A ses débuts, le groupe a bénéficié d’une image d’outsiders, car il a été lancé par une agence indépendante, Big Hit Entertainement, depuis renommée Hybe Corporation. Bénéficié, parce que cela a très vite plu aux fans. Le bouche à oreille a ensuite fait son œuvre sur les réseaux sociaux, comme nous l’explique Céline, 27 ans et « officiellement Army depuis 2 ans » : « Ils ont un parcours atypique au sein de la K-Pop, ils se sont impliqués très rapidement dans le processus créatif, ce qui n’est pas le cas des autres groupes. Et il y a surtout le côté humain qui est prévalent chez eux, ils n’hésitent pas à raconter leurs doutes et leurs peurs.

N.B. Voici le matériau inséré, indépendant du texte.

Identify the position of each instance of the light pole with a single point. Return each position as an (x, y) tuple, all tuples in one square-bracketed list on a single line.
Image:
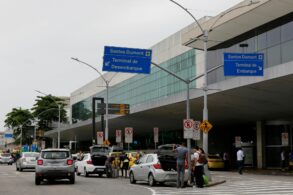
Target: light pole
[(59, 116), (107, 82)]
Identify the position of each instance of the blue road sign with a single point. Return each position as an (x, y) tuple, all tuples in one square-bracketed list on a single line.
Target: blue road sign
[(120, 59), (8, 135), (243, 64)]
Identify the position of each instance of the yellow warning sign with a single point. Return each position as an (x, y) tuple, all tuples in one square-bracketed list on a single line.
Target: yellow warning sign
[(205, 126), (106, 142)]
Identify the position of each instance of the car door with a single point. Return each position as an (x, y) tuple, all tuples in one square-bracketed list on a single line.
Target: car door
[(146, 167), (137, 169)]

On peut s’identifier à eux et donc on est prêts à beaucoup pour eux. »
L’identification forte des fans à leurs Idols est également un facteur clé dans l’explication du succès de BTS. Certaines de leurs chansons telles que Tomorrow, Sea ou encore Whalien 52, mettent en lumière les problèmes de dépression et de harcèlement. Elles ont apporté une bouffée d’air frais à une jeunesse coréenne qui vit dans une société corsetée par le poids de la réussite et de la compétitivité. Puis leurs messages ont trouvé un écho auprès de la jeunesse mondiale, de plus en plus confrontée aux problèmes de santé mentale, notamment pendant la pandémie.
Pas de pause dans le biz
BTS continue de soigneusement nourrir cette relation « privilégiée » avec son public en faisant preuve de gratitude et de reconnaissance à chaque post, concert ou apparition. Mais à la fin de l’année 2022, le groupe a annoncé faire une pause dans sa carrière.
La raison ? Le service militaire obligatoire en Corée du Sud pour tout homme valide entre 18 et 28 ans, pour une durée de 18 mois minimum. Le premier à devoir ouvrir le bal des obligations nationales est l’aîné du groupe, Jin.
Les mauvaises langues pourraient dire qu’être à l’armée lui permettrait de souffler un peu tant l’emploi du temps des popstars est surchargé depuis dix ans mais il n’en n’est rien, comme nous l’explique Céline, très touchée par ce « dévouement » : « Jin est à l’armée actuellement et il continue de communiquer quand il a le temps avec les Army. Il a prévu pendant tout son service militaire d’envoyer chaque mois une vidéo pour encourager les Army. Il n’y a que ce groupe qui est capable de faire ça. » Dont acte.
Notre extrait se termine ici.